Haab ajoute qu'il ne s'agit pas d'un processus unique et définitif : le comité accompagne l'ensemble du processus de développement de chaque nouvelle fonction ou technologie, contribuant ainsi à parvenir collectivement à ce qui est, espérons-le, le meilleur résultat pour la sécurité et pour la loi.
« C'est un comité qui est toujours là. Au fur et à mesure que vous développez, dans le cadre de la phase de développement, vous vous y rendez en tant qu'ingénieur et vous dites : « Hé, voilà ce que nous prévoyons. Qu'en pensez-vous ? »
« Ensuite, au cours du processus lui-même, même pendant les tests, ils viennent nous rendre visite et voient comment l’animal se comporte. Nous décidons, de manière très responsable, de ce que nous faisons avec les situations ou les types de situations. Et c’est le comité qui décide de ce qu’il faut faire, par exemple, avec les animaux à l’avenir. »
L'équipe de Haab n'est pas la seule à affronter les difficultés morales en matière d'autonomie en matière de conduite automobile. En fait, un scientifique travaillant au Massachusetts Institute of Technology (MIT) a créé une plateforme en ligne pour recueillir les commentaires des personnes interrogées sur divers dilemmes moraux.
Le Syrien Iyad Rahwan, ancien élève de l’Université de Melbourne et aujourd’hui directeur de l’Institut Max Planck pour le développement humain, a créé la Moral Machine, un site Web qui utilise des variantes du problème du chariot pour recueillir des données basées sur la morale collective de groupes de personnes à travers le monde.
Les conclusions de Rahwan, sans surprise peut-être, ont montré une tendance générale selon laquelle les personnes interrogées souhaitaient minimiser les dommages, mais la manière dont les gens choisissent quelles personnes hypothétiques dans chaque scénario méritent le plus de protection varie en fonction des différences culturelles ou générationnelles.

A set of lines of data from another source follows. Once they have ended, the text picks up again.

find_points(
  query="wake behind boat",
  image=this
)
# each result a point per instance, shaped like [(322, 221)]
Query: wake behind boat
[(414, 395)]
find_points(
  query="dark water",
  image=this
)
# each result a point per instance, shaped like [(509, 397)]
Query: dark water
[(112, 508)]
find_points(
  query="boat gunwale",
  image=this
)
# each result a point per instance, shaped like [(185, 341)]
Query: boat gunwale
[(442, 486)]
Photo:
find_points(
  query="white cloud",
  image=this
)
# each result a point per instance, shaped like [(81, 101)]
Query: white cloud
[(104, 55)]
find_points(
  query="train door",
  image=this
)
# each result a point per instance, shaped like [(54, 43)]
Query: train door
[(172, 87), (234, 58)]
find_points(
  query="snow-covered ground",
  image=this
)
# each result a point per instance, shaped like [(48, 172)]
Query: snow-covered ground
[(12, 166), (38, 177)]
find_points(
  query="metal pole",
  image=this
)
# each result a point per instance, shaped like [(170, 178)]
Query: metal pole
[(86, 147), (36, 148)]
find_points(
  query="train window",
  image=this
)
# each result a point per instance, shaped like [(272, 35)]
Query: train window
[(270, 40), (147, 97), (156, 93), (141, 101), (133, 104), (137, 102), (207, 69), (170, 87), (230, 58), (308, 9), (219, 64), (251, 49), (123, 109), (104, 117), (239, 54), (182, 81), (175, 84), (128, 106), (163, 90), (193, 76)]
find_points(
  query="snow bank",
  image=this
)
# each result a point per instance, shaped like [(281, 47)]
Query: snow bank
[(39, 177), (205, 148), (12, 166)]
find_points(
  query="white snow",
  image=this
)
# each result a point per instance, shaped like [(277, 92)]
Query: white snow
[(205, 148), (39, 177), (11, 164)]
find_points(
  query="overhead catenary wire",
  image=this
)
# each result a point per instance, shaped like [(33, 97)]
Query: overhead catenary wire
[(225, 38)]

Lors d'une conférence TEDx en septembre 2016, Rahwan a même pointé du doigt un répondant anonyme qui semblait faire passer la vie des chiens avant celle des humains – pas un utilisateur typique de sa plateforme, admet-il, mais potentiellement quelqu'un qui est actuellement lui-même responsable d'une voiture.
Le comité créé par Jochen Haab chez Mercedes a beaucoup de travail devant lui pour trouver des solutions pour des voitures autonomes capables de prendre ces décisions en une fraction de seconde et, espérons-le, de sauver des vies – d'humains et de chiens.